主催: 日本心理学会第84回大会準備委員会(東洋大学)大会長 大島尚
会議名: 日本心理学会第84回大会
回次: 84
開催地: 東洋大学白山キャンパス
開催日: 2020/09/08 - 2020/11/02
成長マインドセットとは,能力は努力により向上するという信念である。この成長マインドセットは比較的短時間の介入により獲得できる。その為,マインドセット介入は学力向上の鍵の一つとして教育現場での実践も増加している。しかしながら,このマインドセット介入が,日々の学習行動を支える心的メカニズムについては十分に検討されていない。そこで本研究では,成長マインドセットが学習行動に及ぼす影響の媒介要因(および調整要因)を検討した。この要因として,本研究では学習内容の価値を取り上げた。達成動機づけ理論では,ある内容の達成が個人にとってどのくらい価値があるかが,動機づけを高める。
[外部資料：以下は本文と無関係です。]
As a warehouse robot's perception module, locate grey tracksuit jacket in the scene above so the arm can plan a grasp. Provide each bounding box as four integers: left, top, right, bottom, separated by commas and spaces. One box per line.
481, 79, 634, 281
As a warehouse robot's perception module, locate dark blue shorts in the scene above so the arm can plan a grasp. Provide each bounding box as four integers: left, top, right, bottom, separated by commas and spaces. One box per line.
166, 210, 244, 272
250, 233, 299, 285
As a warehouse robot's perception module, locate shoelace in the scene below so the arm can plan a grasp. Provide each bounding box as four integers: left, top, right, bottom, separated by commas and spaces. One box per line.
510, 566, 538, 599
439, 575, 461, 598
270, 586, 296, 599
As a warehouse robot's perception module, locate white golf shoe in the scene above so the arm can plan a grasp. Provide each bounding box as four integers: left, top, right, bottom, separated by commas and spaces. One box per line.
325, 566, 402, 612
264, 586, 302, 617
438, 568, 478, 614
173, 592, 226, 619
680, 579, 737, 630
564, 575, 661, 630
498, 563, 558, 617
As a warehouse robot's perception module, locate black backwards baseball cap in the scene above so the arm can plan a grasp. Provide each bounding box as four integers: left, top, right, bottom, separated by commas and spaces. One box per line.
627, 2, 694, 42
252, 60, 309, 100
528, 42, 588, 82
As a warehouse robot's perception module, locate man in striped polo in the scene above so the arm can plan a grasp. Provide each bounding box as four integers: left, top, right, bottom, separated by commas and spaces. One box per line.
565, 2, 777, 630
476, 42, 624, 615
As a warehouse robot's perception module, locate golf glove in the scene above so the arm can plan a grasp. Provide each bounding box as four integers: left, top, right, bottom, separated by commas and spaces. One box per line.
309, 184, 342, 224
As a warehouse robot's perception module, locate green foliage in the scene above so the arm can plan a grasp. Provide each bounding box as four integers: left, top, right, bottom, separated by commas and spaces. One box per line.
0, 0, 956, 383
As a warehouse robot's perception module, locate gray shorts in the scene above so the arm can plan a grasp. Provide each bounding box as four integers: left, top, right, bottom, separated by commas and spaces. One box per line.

大学生423名を対象に質問紙調査を行ったところ,調整効果は認められず,成長マインドセットから平日・休日の勉強時間への正の効果は,学習内容の価値と習得目標(学習の理解・習得を目標とする)に媒介されるモデルが採択された。このことから,成長マインドセットによる学習行動の促進には,学習内容がどのように役に立つのかなどの教育を行うことが効果的と考えられる。